Portfolio Lead Advisory Services Weekly Digest - Edition 10

Since March, airlines, lessors and OEMs globally have been raising capital through government support schemes, debt and equity markets in order to survive the COVID-19 pandemic as global air travel demand has collapsed, with air traffic expected to drop by 60-70% in 2020. In the UK, airlines secured c.£1.8bn earlier this summer through the Treasury and the Bank of England’s Coronavirus loan scheme. In the US, Treasury loans and payroll support through the CARES Act have supported the aviation industry, although both airlines and unions are calling for further support into 2021. Many industry participants are expecting that air travel demand will not return to 2019 levels until at least 2023. With some airlines experiencing a cash burn of $50m-$100m per day and, with the risk of second waves in Europe and the re-imposition of travel restrictions, companies therefore continue to seek additional sources of liquidity.
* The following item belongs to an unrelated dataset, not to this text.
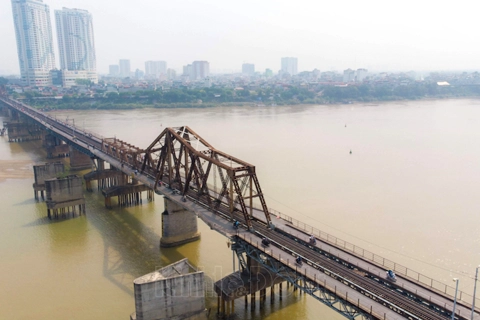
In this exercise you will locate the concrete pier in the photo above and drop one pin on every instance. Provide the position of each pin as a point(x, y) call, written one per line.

Commercial lenders and aircraft lessors remain a key source of liquidity for airlines alongside government support schemes. Over 100 sale and leasebacks have been completed in 2020. The increase in sale and leasebacks, both of new and used aircraft, will likely result in operating leasing achieving a greater than 50% global fleet market share in the next five years. In addition to this, airlines are looking beyond aircraft to raise significant capital.

Lenders and lessors have been impacted through a spate of bankruptcy proceedings and financial restructurings. As banks review and manage their exposure to the industry, it is expected that more assets will be deleveraged in order to reduce risk to the sector.